A bill that will give the Food and Drug Administration the authority to regulate tobacco products could make it harder for plaintiffs to obtain punitive and equitable remedies in tobacco cases.
The measure is expected to be signed by President Barack Obama soon.
“I’m sure companies will try to wrap themselves with the cloak … of being regulated by the FDA, and given that fact, punitive damages might be minimized,” said Edward Sweda, senior attorney for the Tobacco Products Liability Project at Northeastern University School of Law in Boston.
The law, which was passed by Congress last week, will allow the FDA to regulate - but not ban - cigarettes.
Among other things, the law will require tobacco companies and importers to reveal all tobacco product ingredients and seek FDA approval for any new products. It will also enable the FDA to order stronger warning labels on tobacco products, and even demand changes or elimination of toxic substances.
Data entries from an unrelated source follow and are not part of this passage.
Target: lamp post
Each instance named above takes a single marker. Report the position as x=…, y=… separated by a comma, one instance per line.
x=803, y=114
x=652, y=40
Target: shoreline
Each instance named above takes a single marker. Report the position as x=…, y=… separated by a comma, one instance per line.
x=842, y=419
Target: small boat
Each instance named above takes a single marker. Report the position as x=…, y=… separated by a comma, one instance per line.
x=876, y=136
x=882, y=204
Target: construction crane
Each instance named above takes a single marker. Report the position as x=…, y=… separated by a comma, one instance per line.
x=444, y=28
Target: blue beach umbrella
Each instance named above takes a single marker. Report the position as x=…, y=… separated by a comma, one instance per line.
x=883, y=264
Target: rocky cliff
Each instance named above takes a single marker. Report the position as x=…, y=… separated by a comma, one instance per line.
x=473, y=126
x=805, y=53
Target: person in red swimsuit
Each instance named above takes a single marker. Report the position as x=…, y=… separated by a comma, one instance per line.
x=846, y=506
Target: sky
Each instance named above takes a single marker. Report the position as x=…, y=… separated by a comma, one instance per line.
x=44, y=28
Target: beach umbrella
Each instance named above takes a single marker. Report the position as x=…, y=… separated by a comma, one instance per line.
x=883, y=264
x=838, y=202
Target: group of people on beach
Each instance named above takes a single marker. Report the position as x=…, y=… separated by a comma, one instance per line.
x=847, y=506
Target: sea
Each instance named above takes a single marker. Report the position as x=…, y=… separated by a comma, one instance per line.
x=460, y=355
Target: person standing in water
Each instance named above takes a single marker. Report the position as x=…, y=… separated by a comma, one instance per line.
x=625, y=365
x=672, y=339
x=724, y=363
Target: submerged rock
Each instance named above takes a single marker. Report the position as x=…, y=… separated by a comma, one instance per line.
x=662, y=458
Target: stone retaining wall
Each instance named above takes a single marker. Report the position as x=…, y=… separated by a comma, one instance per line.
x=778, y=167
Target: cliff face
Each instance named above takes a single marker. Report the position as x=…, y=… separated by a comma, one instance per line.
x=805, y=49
The FDA can impose user fees on tobacco companies to pay for the regulations.
The bill also provides for the creation of a tobacco control center within the FDA and gives the FDA the authority to regulate the content, marketing and sale of tobacco products.
“For over a decade leaders of both parties have fought to prevent tobacco companies from marketing their products to children, and provide the pubic with the information they need to understand what a dangerous habit this is,” Obama said Friday in comments at the White House marking the bill’s passage.
Impact on tobacco claims
The new law does not have a preemptive effect on state-based civil claims, so compensatory tobacco litigation will largely be unaffected.
“The impact of the bill will be relatively subtle and quite modest on a whole,” Sweda said.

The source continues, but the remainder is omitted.